До сих пор мы рассматривали «любовь» (если не считать главы о браке) как самоцель. Однако в эту эпоху, как и во всякую другую, такая ее роль становится особенно важной только после выяснения вопроса: в какой степени любовь — в то же время и средство для достижения цели, то есть простое средство расплаты.

Во все эпохи «любовью», естественно, расплачивались за влияние, положение, могущество и т. д. Иначе: товарный характер неотделим от любви. И потому для каждой эпохи можно привести массу документов, подтверждающих открыто или более или менее замаскированно ее товарный характер. А так как этот товарный характер неотделим от любви, то размеры явления и служат единственным решающим мерилом достигнутой эпохой высоты культуры. Чем более отступает на задний план товарный характер любви, чем более чувственная страсть покоится на базисе высшего духовного единения, тем более вверх идет и культура. А чем больше выступает товарный характер любви, тем более упадочна культура. Если пользоваться таким мерилом, то эпоха абсолютизма займет очень низкое место, и притом столь низкое, что оправдается сказанное нами выше об этой эпохе: она знаменует собой трагедию культуры.
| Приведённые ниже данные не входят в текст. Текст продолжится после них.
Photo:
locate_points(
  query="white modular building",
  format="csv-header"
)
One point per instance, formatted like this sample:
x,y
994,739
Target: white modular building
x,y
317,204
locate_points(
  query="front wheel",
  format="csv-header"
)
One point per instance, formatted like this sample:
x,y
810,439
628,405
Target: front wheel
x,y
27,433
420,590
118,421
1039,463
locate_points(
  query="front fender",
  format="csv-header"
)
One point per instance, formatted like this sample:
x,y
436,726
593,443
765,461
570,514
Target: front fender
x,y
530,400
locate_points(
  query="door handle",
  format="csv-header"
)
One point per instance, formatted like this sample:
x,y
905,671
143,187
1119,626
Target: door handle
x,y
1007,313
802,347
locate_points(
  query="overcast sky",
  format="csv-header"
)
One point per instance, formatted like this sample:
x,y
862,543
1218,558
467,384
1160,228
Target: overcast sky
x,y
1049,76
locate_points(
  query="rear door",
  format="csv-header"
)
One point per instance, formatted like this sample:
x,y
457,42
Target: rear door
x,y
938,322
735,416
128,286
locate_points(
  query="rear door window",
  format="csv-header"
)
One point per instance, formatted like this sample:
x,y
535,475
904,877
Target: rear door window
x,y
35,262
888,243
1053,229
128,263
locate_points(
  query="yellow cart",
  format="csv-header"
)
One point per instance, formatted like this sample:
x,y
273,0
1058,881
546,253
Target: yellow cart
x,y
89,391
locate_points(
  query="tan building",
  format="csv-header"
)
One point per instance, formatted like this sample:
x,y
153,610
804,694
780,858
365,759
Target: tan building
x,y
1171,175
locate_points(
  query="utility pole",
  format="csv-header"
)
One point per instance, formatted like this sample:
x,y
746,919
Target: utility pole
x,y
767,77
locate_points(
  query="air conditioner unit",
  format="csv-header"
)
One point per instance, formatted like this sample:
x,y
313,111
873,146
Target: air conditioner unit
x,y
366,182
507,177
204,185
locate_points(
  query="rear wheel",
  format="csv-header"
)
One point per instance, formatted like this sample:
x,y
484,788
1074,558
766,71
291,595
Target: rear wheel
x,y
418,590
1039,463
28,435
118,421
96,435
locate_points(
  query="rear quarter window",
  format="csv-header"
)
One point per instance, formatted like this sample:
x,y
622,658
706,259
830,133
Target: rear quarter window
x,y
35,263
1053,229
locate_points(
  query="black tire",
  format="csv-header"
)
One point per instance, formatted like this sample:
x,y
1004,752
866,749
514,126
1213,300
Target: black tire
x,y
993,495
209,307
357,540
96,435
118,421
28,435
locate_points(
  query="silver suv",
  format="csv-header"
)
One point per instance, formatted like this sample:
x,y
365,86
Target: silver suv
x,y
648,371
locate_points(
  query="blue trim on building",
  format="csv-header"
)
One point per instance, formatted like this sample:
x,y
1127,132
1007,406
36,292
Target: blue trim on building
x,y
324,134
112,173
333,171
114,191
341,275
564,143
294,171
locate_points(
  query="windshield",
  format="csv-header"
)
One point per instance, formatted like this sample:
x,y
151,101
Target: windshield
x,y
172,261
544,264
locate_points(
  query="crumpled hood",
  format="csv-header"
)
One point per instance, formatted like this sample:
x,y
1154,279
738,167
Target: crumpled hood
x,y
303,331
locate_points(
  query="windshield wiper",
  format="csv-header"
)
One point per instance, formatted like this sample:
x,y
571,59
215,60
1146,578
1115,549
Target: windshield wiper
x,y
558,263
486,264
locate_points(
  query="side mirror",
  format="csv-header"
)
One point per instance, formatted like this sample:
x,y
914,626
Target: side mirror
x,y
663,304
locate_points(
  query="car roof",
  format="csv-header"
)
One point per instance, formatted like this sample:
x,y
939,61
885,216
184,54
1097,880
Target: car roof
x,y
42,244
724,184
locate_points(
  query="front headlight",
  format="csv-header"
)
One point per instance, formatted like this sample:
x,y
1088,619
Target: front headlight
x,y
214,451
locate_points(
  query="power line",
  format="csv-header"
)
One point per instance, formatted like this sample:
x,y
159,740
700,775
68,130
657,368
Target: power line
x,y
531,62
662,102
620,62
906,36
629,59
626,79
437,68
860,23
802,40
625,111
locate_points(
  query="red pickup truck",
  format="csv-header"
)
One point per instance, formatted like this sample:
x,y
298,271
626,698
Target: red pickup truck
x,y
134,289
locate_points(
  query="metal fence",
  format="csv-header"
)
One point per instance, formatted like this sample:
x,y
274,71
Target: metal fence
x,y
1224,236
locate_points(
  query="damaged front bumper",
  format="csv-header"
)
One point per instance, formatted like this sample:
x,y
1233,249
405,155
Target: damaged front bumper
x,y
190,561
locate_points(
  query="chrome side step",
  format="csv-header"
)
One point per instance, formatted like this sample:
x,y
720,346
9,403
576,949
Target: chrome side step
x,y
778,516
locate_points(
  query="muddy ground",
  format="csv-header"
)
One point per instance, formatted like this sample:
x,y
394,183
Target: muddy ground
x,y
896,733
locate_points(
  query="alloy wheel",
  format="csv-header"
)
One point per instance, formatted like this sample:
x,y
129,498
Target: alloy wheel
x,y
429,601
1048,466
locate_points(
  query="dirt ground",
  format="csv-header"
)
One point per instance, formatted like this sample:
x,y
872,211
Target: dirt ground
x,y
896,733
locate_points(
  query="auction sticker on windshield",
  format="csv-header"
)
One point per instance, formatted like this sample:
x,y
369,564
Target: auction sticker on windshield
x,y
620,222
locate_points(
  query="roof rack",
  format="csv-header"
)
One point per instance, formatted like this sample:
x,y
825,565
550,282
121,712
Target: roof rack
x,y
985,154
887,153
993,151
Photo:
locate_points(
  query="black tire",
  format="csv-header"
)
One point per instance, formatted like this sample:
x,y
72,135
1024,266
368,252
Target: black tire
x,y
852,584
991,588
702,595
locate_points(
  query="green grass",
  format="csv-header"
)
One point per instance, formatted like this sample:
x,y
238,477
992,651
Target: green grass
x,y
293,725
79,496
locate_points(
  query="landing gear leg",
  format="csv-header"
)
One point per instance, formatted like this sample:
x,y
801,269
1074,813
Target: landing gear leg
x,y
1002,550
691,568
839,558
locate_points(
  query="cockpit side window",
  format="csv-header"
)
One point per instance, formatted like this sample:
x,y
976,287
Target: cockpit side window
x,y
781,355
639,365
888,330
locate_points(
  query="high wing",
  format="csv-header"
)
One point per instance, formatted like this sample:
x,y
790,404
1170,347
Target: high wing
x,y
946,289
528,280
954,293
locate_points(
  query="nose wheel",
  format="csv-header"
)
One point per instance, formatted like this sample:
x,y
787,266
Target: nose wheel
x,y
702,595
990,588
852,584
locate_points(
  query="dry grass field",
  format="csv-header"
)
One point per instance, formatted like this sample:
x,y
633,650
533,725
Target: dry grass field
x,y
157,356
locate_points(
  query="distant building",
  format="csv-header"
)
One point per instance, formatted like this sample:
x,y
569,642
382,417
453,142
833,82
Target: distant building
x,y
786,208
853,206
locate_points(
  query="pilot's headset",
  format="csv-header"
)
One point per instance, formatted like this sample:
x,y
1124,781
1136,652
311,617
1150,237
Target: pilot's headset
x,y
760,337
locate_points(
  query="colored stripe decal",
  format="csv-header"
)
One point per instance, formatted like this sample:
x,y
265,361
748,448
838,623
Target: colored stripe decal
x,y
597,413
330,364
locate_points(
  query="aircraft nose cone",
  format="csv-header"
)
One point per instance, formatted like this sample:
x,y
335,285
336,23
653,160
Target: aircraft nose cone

В эпоху абсолютизма любовь не только ходячее средство расплаты, а такое, курс которого стоит выше всех остальных.

«Любовью» достигают состояния, влияния, прав, положения, могущества — словом, всего. Получить место, должность, почести можно легче всего путем «любви». В одном лейпцигском летучем листке 1720 года, озаглавленном «Встреча Карла II с Мольером», говорится: «Человек может знать Платона и Аристотеля, может знать наизусть даже все своды законов и канонического права, быть посвященным в квинтэссенцию политики и знать историю как по пальцам. И все-таки все эти знания не сделают его даже трубочистом, и он останется бедным и безвестным, тогда как любой невежда достигает высших почетных должностей и несметных богатств, если имеет красавицу жену без совести».

Кокетство и флирт служат в этой торговой сделке необходимой мелкой монетой, без которой никто не может обойтись. Этот факт вовсе не противоречит той большой роли, которую любовь играла в эту эпоху в смысле самоцели, а является лишь неизбежным коррелятом. Там, где любовь всеми ценится как высший объект наслаждения, она должна в такой же степени стать предметом торга, и притом главным предметом торга.